The weather was continuing to hold out as we made our way to the last destination of the day. Weather, however, didn't matter for this visit. This was going to be a purely indoor event with plenty of heat. Yes, it was time for a whiskey tour. We still hadn't made it to our famous distillery in the SOUTH (Jameson's, just north of the Liffey in Dublin). But how can you drive through the town of Bushmills multiple times and not stop? From the size of the parking lot and the facilities for large coaches, this is one busy place during the season. For us, it was pretty quiet. The kids now know how to distill spirits and after watching a few seasons of MASH are now ready to try some of their own. They didn't allow us to take any pictures on the tour. They said it was for safety, but I think it was because they didn't want anyone to take pictures of the Jameson's bottles in their bottling facility. Yes, you read that right. There were a bunch of Jameson's bottles clearly visible on the line. Turns out that Bushmills was sold to the man a few years ago (Diagio's). Before that, Bushmills and Jameson's were owned by the same company (Irish Distillers). So they bottled it all in Bushmills. Since they had some type of long-term contract, they still bring the Jameson's up to Bushmills via tanker truck (that's what the tour guide said) and bottle on one of the lines. This, frankly, took a little of the romance out of whisky manufacturing for me, but I also thought of the great news story it would be if a truck somehow managed to get lost or in an accident on the way to the NORTH and all the good Irish jokes it would generate... The kids did not really like the smell of anything here, but Rod really wanted me to buy him a bottle of 21-year old Bushmills that would be bequeathed to him on his 21st birthday. I settled for a 16-year old and I'll give him a shot then. Just kidding about giving him a shot.

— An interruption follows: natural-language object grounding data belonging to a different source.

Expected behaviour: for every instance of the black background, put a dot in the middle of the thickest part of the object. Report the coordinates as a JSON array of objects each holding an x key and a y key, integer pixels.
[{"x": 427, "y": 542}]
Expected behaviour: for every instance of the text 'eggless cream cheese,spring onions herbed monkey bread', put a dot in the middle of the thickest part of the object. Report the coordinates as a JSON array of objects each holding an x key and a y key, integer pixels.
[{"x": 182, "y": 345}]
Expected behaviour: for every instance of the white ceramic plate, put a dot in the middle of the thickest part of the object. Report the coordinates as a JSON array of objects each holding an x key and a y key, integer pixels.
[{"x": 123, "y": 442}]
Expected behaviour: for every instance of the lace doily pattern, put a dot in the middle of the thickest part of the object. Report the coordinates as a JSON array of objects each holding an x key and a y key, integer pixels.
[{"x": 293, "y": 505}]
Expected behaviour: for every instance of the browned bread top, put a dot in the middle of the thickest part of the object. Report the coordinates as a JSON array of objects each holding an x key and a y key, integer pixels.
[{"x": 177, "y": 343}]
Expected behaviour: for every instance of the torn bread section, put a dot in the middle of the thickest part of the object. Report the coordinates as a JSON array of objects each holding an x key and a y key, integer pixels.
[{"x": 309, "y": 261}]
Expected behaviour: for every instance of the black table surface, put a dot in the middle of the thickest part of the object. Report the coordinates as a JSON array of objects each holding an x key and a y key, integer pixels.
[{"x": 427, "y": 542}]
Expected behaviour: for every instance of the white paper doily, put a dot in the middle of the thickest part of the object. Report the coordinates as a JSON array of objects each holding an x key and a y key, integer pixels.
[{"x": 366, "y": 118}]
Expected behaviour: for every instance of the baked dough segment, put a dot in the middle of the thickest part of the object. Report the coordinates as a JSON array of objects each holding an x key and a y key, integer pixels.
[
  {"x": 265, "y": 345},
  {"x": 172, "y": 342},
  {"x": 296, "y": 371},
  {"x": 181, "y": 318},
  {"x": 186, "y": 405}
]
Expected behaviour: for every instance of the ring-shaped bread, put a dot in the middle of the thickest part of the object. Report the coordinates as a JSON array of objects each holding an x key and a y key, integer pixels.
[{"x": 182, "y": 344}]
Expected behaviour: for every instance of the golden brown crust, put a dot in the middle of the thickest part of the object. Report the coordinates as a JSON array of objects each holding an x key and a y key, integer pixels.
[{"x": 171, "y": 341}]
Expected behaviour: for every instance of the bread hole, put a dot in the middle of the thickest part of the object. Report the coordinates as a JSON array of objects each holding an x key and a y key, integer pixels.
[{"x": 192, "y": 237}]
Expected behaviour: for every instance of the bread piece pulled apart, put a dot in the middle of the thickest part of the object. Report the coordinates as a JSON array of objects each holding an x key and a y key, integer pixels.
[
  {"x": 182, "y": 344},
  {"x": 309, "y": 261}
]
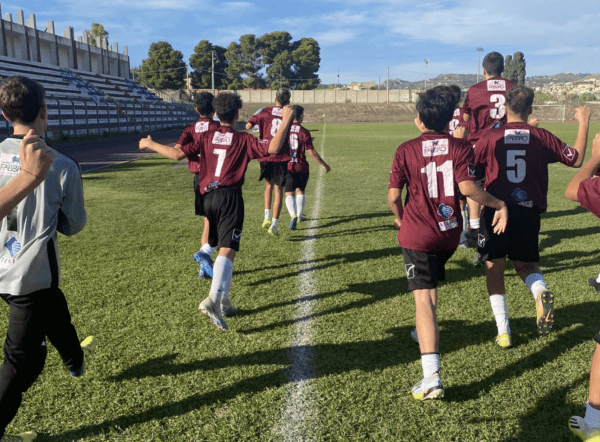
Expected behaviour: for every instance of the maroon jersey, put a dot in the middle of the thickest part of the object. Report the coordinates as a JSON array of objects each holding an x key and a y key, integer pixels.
[
  {"x": 485, "y": 104},
  {"x": 430, "y": 166},
  {"x": 192, "y": 133},
  {"x": 516, "y": 157},
  {"x": 268, "y": 120},
  {"x": 224, "y": 155},
  {"x": 588, "y": 195},
  {"x": 300, "y": 142}
]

This day was St. Patrick's Day, but in the NORTH, I saw NOTHING other than one lady at Dunluce Castle that had shamrock stockings on. This holiday definitely is not one that unites the NORTH and the SOUTH in Ireland.
But I've found my comeback when I hear my very fortunate children complain about their lot in life.
"You know, things could be worse. You could be a rivet catcher in the shipyard."
During the Titanic visit, they showed how the ship was built. There were no fully-automatic rivet machines. So there was a crew of 5 (yes, five) people on a rivet team.
- Heater
- Catcher
- Bucker
- Right-hand hammer
- Left-hand hammer
| In the dry dock where Titanic was built. |
After the Titanic, the two hour ride to collect Radley and get home went pretty quickly. We're all back in our routines tomorrow.